Ach nun komm.. 47°C @ Northbridge nehm ich mal an.

Das ist doch nen super wert! Wenn ich bei meinem MSI K9N SLI an die NB fasse verbrenn ich mir die Finger aber mal so richtig . Hab da mal nen Tempfühler drangehangen, der hatte irgendwas um die 60°C gemessen.


----------



## esszett (4. Januar 2010)

*AW: Luftkühlung....oder vielleicht besser Hilfe, mein PC brennt!*

hast du mal versucht, einen luefter an das gitter ueber'm netzteil anzubringen? der wuerde dann von unten luft ziehen und sie ueber die chipsatzkuehlkoerper blasen... ihre derzeitige position wuerde ich mal als windstilles oertchen bezeichnen, das durch die grakas noch zusaetzlich aufgeheizt wird...

grueSZe


----------



## hulkhardy1 (4. Januar 2010)

*AW: Luftkühlung....oder vielleicht besser Hilfe, mein PC brennt!*

47° Grad auf der Northbidge das ist ja ein Witz von so einer Temperatur Träume ich.
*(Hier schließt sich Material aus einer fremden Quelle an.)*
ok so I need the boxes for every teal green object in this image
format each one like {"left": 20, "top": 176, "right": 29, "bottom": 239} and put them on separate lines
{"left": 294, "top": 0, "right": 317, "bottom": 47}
Habe ein Antec 1200 was super durchlüftet ist, auch an die 60° auf der Northbridge und deswegen noch nie Probleme gehabt.


----------



## xodos (4. Januar 2010)

*AW: Luftkühlung....oder vielleicht besser Hilfe, mein PC brennt!*

wie oben schonmal geschrieben, direkt über dem Netzteil sitzt ein 180mm Lüfter, der die Luft nach oben pustet. Der sitzt unter dem Gitter, was man da über dem Netzteil sieht.Von windstill kann da eher nicht die rede sein...


----------



## xodos (4. Januar 2010)

*AW: Luftkühlung....oder vielleicht besser Hilfe, mein PC brennt!*

Bei diesen Aussagen frage ich mich ersnthaft, warum Everest dann hier rum heult...
Kann das sein, dass der Sensor auf dem MoBo einfach besch.... angebracht ist?!?


----------



## Hadruhne (4. Januar 2010)

*AW: Luftkühlung....oder vielleicht besser Hilfe, mein PC brennt!*

Ne is eigentlich klar^^ meine Graka hat den gleichen Kühler wie deine Obere.  Die Warme Luft strömt eher von der Pci-Slot Blende weg is Gehäuse. bei dir nach unten; und das Teil heizt auch recht ordentlich. Beide Grakas haben nur Axial Lüfter und keinen Radial Lüfter, der an dieser Stelle so wichtig wäre und die Luft hinten oben aus dem PCI-Slot entsorgt.
Ich kann dir jetz ein Bauteil zeigen das villeicht helfen könnte, wenn es an deinem Gehäuse montierbar ist.

120mm Version:
Lian Li Industrial Co., Ltd.

140mm Version
Lian Li Industrial Co., Ltd.

Dafür muss dein Case an der Stelle wie ein Lochblech ausgeführt sein. Wenn keine passenden Bohrungen vorhanden sind könntest die selber setzen (4*).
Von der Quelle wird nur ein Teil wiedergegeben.